À ce moment, nous nous croyions arrivés. Il nous fallut encore nous enfoncer dans la gorge et marcher trois quarts d’heure, avant d’atteindre les sources.

Enfin les voici ! Quel émerveillement grandiose ! Voici l’amphithéâtre fameux, la masse d’eau qui s’échappe de la haute grotte, le mur circulaire, les immenses rochers. Imaginez une combinaison du cirque de Gavarnie et de la fontaine de Vaucluse, avec l’éboulement pathétique d’un temple. C’est un lieu religieux. Les proportions en sont admirables. Un homme et un âne, qui franchissent une arche jetée à mi-chemin de la cascade, et qui me semblent d’abord tout proches, à la réflexion, me révèlent, par leur taille minuscule, le gigantesque de cet amphithéâtre. Tout invite au silence et à la vénération. On se meut ici dans une pensée grandiose et de qualité héroïque. La présence de la divinité est certaine.

Tandis que nos porteurs installent nos tentes, au bas de l’immense falaise et parmi les décombres sacrés, nous nous livrons aux rêves de cette désolation. Ici des peuples, dès le lointain des siècles, sont venus accomplir des rites mystiques. Leur temple git à terre. Qu’importe ! anéanti, prostré devant la nature qu’il célébrait et qui l’a abattu, il continue sa prière. C’est sa pensée qui s’échappe toujours du rocher, qui jaillit là-haut de ce trou noir, semblable aux tunnels du Métro, et qui tombe, écumante, d’étage en étage, pour former la rivière magique, teintée du sang d’Adonis. Parmi ses décombres, enchevêtré dans leur éboulement, un arbre s’élève, seul survivant du bois sacré, qui toujours avoisinait les temples. C’est un pistachier sauvage. Il porte dans ses branches une cinquantaine de chiffons, accrochés par les femmes musulmanes ou chrétiennes. Ainsi l’indifférente nature a renversé l’offrande de l’humanité, et l’humanité continue de supplier l’esprit du lieu. En vain le cirque est désaffecté ; ses rochers gardent le prestige des plaintes et des fureurs qu’une immense multitude accourut y porter. J’aime par-dessus tout ces chiffons de supplication qui frémissent à cet arbre. Quelle maigreur, quelle pauvreté de nos sentiments touristiques, auprès de ce signe d’espérance invincible ! II atteste un besoin d’infini qui résiste aux âges et nie la mort des dieux. Ce pistachier empanaché m’émeut, comme une main tragique au-dessus du flot, après le naufrage d’un monde.

Eh bien ! que demeure-t-il de vivant là-dessous, et avec quoi je puisse prendre contact ?

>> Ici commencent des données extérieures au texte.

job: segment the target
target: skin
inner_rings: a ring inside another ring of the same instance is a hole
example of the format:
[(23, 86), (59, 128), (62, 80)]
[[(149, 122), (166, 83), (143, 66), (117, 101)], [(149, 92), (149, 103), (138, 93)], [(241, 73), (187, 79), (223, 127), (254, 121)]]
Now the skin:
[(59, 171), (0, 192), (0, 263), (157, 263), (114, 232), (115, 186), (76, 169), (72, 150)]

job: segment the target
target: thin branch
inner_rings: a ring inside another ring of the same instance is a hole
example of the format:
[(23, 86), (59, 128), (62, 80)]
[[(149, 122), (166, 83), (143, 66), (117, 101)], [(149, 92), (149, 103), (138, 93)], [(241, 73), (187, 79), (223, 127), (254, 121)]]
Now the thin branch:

Leconte de Lisle, Anatole France et les autres ont aimé le cortège d’Adonis. Et surtout je pense à Gabriele d’Annunzio, à son tableau orgiastique du Martyre de Saint Sébastien, où il a magnifié « le chant lugubre des côtes de la Phénicie et des gorges du Liban, le souffle de l’Asie, profonde et chaude comme la gueule d’un lion et comme le cou de Cléopâtre. » Je demande aux jeunes Syriens, mes compagnons, que, du milieu de cette vigne dévastée, nous tournions notre pensée amicale, en hommage, vers le grand Italien qui en a cueilli la dernière grappe et pressé la suprême ivresse. Mais là, sur place, ces rochers, ces pierres syriennes et romaines, ces témoins des antiques folies et sagesses, ne m’avanceront-ils pas plus avant dans la connaissance ? Je vais dormir sur ce cœur du Liban. Cette nuit ne m’en donnera-t-elle pas le secret ?

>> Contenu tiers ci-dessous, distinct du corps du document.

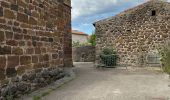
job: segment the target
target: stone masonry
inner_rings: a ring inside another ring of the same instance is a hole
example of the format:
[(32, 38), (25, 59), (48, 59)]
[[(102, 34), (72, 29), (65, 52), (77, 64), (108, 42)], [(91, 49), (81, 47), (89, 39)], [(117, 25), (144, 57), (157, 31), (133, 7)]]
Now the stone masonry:
[(72, 56), (74, 62), (94, 62), (95, 47), (94, 46), (73, 47)]
[(13, 98), (72, 67), (70, 0), (0, 0), (0, 96)]
[(170, 37), (170, 3), (150, 0), (112, 18), (94, 23), (96, 59), (105, 47), (115, 47), (122, 63), (147, 65), (147, 55)]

Une tempête de vent avait commencé de s’élever. J’écoutais l’orage rouler dans les montagnes assombries par le crépuscule. Le soir tomba peu à peu, et tandis que les voix des chevriers arabes, qui se hélaient, retentissaient dans le ciel, au-dessus du cirque, nous dinâmes des offrandes de l’évêque : des perdrix rôties, du vin et diverses sortes de fromage caillé, dont un pour manger avec le miel.

Cependant la pluie, bientôt, nous obligea à rentrer chacun sous notre tente…

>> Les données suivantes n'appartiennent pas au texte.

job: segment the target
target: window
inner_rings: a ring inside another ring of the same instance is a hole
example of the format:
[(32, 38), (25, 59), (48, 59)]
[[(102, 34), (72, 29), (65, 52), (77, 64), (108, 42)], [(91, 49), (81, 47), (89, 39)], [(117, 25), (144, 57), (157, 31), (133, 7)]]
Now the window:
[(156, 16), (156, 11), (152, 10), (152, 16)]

L’idée religieuse d’Afaka, comment la saisir ? Il faut pourtant que j’y parvienne. C’est tout le but de mon expédition. Je ne suis pas un sportif. Et, par exemple, je ne perdrais pas mon temps à parcourir les sentiers des Alpes ; je n’irais pas coucher sous les nuages des vallées du Mont-Blanc. Je suis ici à cause du temple et des sources sacrées. Et dans la tempête qui fait rage, je guette l’écho insensé des hurleuses.

Les femmes ici devenaient bacchantes, et leur beauté se dégradait aux buissons ensanglantés… S’en tenir à dépeindre leurs sarabandes, ces éternelles processions de flagellantes, ce n’est pas sérieux. Il saute aux yeux qu’on n’a pas épuisé ces horribles fêtes, en se tenant à leur aspect tragique et ignoble. C’est s’arrêter à la surface. À l’origine de ces brutalités et de ces grandeurs, il y a un principe religieux. Principe très simple, petite source toujours la même. Non, l’expérience des siècles ne permet pas de maudire ou de railler en bloc les extrêmes poussées des frénésies saintes. Cette expérience nous conseille bien plutôt de chercher à dégager la cellule initiale, respectable, paisible, divine, où tout se ramène, c’est-à-dire ce besoin passionné d’entrer en contact avec l’invisible, besoin qui lui-même suppose au plus profond de l’âme une faculté et des antennes.

Entre l’invisible et nous, il y a une correspondance secrète, cachée et comme dominante, qui, à la rencontre soudaine de son objet, se réveille en un instant et paraît à l’imprévu. Telle une étincelle, qui sort entre les cendres et qui met le feu à tout l’être.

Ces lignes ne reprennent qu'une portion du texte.